Fedora 4 doesn't include support for blank nodes on objects

  • blank nodes cause issues in indexing, in particular
  • SPARQL update doesn't get done. this a long-time, festering wound with the RDF community
  • lots of formats (MADS, MODS) use blank nodes for representing hierarchy 
  • could use this for structural relationships in particular
  • could model Fedora 4 blank nodes differently
    • use "Skolemization": take blank nodes, assign them formal URI's

You can pretend F4 is an F3 repo when you migrate. 

And what might you change, to leverage F4?

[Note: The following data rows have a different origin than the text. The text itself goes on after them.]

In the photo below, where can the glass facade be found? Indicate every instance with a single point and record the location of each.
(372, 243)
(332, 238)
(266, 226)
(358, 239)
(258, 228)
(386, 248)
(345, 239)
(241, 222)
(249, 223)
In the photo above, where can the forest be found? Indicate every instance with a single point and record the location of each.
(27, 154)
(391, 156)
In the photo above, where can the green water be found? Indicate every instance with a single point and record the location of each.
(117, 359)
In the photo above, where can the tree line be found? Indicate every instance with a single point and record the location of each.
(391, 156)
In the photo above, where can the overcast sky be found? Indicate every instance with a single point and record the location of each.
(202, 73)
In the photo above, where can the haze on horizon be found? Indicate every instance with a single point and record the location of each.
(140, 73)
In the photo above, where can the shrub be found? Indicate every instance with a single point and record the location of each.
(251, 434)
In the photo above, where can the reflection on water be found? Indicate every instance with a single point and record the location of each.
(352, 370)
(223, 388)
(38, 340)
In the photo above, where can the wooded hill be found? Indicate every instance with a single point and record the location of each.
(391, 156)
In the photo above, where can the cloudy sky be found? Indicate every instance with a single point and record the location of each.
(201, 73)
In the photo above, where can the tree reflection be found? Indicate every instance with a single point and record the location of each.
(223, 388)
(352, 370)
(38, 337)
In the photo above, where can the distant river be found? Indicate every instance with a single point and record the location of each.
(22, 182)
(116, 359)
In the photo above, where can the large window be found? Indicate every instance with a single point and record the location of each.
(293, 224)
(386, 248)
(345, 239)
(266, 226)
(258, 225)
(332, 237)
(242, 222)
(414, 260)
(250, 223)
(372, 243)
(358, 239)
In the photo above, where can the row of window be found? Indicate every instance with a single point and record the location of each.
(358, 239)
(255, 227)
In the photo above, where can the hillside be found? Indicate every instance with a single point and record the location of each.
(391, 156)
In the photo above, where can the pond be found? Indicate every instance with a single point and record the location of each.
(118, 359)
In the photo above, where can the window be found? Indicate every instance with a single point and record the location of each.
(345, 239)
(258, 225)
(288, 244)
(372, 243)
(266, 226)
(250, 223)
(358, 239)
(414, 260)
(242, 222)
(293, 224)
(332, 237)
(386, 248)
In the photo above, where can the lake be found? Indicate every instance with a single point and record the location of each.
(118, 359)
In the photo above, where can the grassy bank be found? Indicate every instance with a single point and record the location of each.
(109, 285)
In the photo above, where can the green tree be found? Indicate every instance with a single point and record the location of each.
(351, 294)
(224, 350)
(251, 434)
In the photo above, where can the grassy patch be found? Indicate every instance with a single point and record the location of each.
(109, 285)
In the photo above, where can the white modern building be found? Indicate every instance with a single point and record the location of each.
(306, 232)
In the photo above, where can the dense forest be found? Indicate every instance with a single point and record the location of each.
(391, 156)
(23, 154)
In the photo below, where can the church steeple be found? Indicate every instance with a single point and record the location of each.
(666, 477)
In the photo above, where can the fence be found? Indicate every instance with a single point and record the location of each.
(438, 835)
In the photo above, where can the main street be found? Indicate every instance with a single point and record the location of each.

  • Get rid of Rels-ext data stream
  • Kill DC data stream
  • Things you'd normally put into descMD you'd that into triples too?
    • Sure. Why not? 
    • Good reason to do it: you don't have to serialize your descMD into an rdf.datastream 
    • much richer (external) triple store index if you store as RDF rather than an rdf.datastream in xml or n-triples

What Makes Fedora Preservation-Friendly?

  • rebuild the repo by crawling the file system
  • encapsulate the metadata with the data
  • fixity services (bit auditing)
  • versioning
  • audit trails of actions
  • relate whole objects & all their versions, surrogates, metadata, assoc. services, 

New Functionalities in F4

  • Hierarchy
    • Objects can contain objects
    • use it for administrative sets
    • use it to mimic the structure of things ingested to repo
      • file system that's been ingested from forensics lab
      • EAD...
  • Project other resources into the Repo. 
  • You can attach descriptions to binary objects

To Do
  • Have a Fedora 4 / Hydra modelling & use discussion at Worldwide Hydra Connect in January 2014.